Nel discorso di oggi tanto pubblicizzato che reca il modesto titolo "Osservazioni fatte dal Presidente sul Medio Oriente e il Nord-Africa", Barack Obama ha risposto alla rivolta araba degli ultimi cinque mesi con elementi di buonsenso e anche di eloquenza ("attraverso la forza morale della non-violenza, la gente della regione ha raggiunto più mutamenti in sei mesi che non i terroristi in decenni di attività"). Obama ha altresì definito una politica americana a sostegno delle riforme e contro la violenza che trovo meritevole di essere discussa e dibattuta.
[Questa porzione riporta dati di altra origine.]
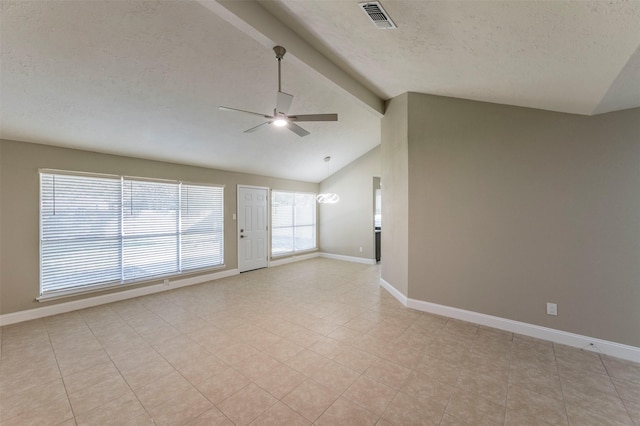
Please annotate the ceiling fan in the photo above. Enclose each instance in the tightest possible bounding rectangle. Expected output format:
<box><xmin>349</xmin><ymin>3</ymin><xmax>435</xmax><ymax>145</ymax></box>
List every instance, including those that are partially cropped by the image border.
<box><xmin>219</xmin><ymin>46</ymin><xmax>338</xmax><ymax>137</ymax></box>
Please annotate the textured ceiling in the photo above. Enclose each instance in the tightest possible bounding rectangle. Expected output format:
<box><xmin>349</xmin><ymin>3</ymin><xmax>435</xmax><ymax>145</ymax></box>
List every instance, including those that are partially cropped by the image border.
<box><xmin>260</xmin><ymin>0</ymin><xmax>640</xmax><ymax>115</ymax></box>
<box><xmin>0</xmin><ymin>0</ymin><xmax>640</xmax><ymax>182</ymax></box>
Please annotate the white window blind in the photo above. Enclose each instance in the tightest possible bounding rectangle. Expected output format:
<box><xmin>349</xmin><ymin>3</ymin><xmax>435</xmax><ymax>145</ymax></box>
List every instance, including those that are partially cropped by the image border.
<box><xmin>40</xmin><ymin>172</ymin><xmax>224</xmax><ymax>295</ymax></box>
<box><xmin>271</xmin><ymin>191</ymin><xmax>316</xmax><ymax>256</ymax></box>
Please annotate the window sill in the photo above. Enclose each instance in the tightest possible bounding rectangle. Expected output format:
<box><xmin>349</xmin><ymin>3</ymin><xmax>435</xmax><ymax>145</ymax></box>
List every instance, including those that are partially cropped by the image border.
<box><xmin>35</xmin><ymin>265</ymin><xmax>226</xmax><ymax>303</ymax></box>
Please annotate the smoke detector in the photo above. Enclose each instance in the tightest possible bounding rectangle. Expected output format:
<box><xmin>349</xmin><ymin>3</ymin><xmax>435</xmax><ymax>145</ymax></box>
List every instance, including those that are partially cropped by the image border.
<box><xmin>358</xmin><ymin>1</ymin><xmax>398</xmax><ymax>30</ymax></box>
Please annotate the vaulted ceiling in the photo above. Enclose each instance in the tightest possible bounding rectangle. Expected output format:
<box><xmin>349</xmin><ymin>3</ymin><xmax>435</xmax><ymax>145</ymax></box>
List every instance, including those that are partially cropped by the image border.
<box><xmin>0</xmin><ymin>0</ymin><xmax>640</xmax><ymax>182</ymax></box>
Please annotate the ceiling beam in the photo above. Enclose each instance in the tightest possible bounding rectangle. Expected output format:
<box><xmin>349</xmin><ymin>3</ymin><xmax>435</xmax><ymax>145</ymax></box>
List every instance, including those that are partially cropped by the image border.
<box><xmin>198</xmin><ymin>0</ymin><xmax>384</xmax><ymax>117</ymax></box>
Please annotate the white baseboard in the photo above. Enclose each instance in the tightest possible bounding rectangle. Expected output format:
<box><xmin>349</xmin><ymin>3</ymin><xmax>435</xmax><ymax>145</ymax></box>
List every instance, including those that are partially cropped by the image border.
<box><xmin>380</xmin><ymin>278</ymin><xmax>407</xmax><ymax>306</ymax></box>
<box><xmin>0</xmin><ymin>269</ymin><xmax>239</xmax><ymax>326</ymax></box>
<box><xmin>269</xmin><ymin>252</ymin><xmax>320</xmax><ymax>267</ymax></box>
<box><xmin>380</xmin><ymin>278</ymin><xmax>640</xmax><ymax>362</ymax></box>
<box><xmin>320</xmin><ymin>253</ymin><xmax>376</xmax><ymax>265</ymax></box>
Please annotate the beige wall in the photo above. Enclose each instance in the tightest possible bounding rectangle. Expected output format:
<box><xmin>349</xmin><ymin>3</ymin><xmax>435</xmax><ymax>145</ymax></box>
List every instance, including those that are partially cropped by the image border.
<box><xmin>404</xmin><ymin>93</ymin><xmax>640</xmax><ymax>346</ymax></box>
<box><xmin>318</xmin><ymin>147</ymin><xmax>381</xmax><ymax>260</ymax></box>
<box><xmin>0</xmin><ymin>140</ymin><xmax>318</xmax><ymax>314</ymax></box>
<box><xmin>380</xmin><ymin>93</ymin><xmax>413</xmax><ymax>296</ymax></box>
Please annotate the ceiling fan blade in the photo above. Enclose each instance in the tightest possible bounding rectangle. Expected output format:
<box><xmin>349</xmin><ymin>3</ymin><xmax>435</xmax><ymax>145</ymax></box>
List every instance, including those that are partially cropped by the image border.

Tuttavia, il presidente, sempre alla mercé dell'illusione del "linkage" ("collegamento"), non si è smentito dedicando la quinta parte finale del suo discorso al confitto arabo-israeliano ed esprimendo chiaramente dei principi che, nelle parole di Robert Satloff del Washington Institute for Near East Policy "costituiscono un importante distacco dalla politica americana di vecchia data".
Questo distacco non cambia le cose in meglio: un rigo sintetizza l'errore di Obama, dove egli dichiara che "Lo status quo è insostenibile, e Israele (…) deve agire per una pace duratura", parole in codice per fare delle concessioni a dei nemici che hanno giurato di eliminare lo Stato ebraico.